Hip hop et classique : voilà qui n’est pas nouveau, te dis-tu. Tu te souviens de nombreuses et belles initiatives depuis une vingtaine d’années. C’est presque devenu un poncif dans l’histoire du hip-hop, as-tu envie d’ajouter…

Mais non, tu ne te laisses pas désarmer aussi facilement. Tu penses à cet esprit de curiosité dont un spectateur, amateur ou professionnel, ne doit jamais se départir. Tu entres dans la grande salle du Quai.

Dans un premier temps intrigué (et déjà un peu perplexe, te diras-tu a posteriori), tu vois flotter au-dessus du plateau une immense structure grise, pareille à la station orbitale de quelque série de science-fiction. Une lumière blanche, froide, tombe de deux rangées de projecteurs suspendus à vue sur les cintres. Une musique épurée, contemporaine, alterne avec des jaillissements symphoniques de cordes ou des moments de silence. Les danseurs, habillés d’étoffe noire tranchant avec la peau nue, évoluent lentement sur l’espace vide du plateau.

Puis, minutes après minutes, tu as la désagréable impression d’additionner. Déhanchés autour d’un des interprètes. Lignes droites, parallèles, entrecroisées, en diagonale ou en étoile que forment le groupe qui se déploie sur la scène. Juxtaposition de mouvements amples et syncopés des corps, façon hip hop. Et tout à coup, exercice de grammaire classique de certains danseurs : pointes, entrechats, portés. Lenteurs. Pause : la structure grise tourne sur elle-même, quelques néons clignotent… Un duo… Tantôt la musique semble monter en puissance, tantôt la gestuelle des danseurs en intensité. Est-ce le final ? Non. De nouveau des effets de lenteur, de ralenti, des poses. Et tout à coup, jeté de paillettes dorées sur les danseurs… Faux clins d’oeil… Tu lèves les yeux sans surprise : le vaisseau spatial est toujours là, dans l’indifférence sidérale des cintres…

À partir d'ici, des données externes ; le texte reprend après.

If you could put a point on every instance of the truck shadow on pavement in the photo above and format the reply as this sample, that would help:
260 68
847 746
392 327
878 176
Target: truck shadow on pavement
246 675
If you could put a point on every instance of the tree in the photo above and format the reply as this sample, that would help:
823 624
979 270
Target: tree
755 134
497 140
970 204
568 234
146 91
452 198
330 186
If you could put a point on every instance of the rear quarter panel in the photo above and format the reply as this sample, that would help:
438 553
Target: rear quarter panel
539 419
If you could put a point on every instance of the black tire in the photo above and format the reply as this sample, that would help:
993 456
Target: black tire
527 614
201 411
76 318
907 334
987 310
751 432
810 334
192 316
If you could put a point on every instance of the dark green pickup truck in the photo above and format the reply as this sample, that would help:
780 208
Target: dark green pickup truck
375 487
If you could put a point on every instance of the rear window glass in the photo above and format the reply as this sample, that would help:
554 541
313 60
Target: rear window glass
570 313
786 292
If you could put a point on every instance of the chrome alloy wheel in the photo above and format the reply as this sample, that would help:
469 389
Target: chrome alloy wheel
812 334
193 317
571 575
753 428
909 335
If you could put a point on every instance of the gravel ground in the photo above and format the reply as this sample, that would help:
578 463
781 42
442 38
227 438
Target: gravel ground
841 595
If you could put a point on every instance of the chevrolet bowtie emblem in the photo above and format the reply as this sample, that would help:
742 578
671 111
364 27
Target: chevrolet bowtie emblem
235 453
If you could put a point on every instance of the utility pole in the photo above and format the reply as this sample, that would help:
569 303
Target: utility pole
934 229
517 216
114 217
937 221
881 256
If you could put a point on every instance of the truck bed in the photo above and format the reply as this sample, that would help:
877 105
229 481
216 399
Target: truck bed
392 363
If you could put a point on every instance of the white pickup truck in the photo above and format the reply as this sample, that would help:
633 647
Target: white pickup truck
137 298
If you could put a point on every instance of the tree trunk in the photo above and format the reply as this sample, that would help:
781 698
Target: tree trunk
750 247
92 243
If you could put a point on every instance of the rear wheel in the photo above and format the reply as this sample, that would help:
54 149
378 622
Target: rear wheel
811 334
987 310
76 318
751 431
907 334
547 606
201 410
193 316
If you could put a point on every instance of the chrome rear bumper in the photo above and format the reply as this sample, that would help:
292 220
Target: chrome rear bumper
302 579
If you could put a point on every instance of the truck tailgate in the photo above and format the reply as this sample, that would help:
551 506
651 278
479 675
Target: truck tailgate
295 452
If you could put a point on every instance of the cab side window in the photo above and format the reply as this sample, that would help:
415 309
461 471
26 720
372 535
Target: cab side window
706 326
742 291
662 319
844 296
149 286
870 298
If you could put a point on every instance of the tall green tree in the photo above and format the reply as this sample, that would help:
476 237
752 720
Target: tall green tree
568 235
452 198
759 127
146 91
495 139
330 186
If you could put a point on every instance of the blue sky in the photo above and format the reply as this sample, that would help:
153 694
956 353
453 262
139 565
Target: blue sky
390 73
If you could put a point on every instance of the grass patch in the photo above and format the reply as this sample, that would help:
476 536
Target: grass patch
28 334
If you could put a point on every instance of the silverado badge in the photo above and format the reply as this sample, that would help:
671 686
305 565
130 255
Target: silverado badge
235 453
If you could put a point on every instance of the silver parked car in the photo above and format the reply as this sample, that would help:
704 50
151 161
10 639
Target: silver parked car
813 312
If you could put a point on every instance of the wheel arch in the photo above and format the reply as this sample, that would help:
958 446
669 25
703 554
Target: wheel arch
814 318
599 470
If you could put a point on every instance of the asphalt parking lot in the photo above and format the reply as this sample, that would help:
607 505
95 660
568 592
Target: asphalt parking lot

De toute cette agitation au sol, tu ne retiens qu’un défaut d’écriture, un manque de rythme et d’intensité. Des interprètes qui semblent continuellement improviser. Une somme de savoirs-faire sans cohérence. Un jeu de lignes tracées hasardeusement. Pas de direction.

Finalement, au lieu de l’heureux métissage annoncé, tu penses à un objet chorégraphique appliqué, à un patchwork sans couleurs, à une danse sans identité.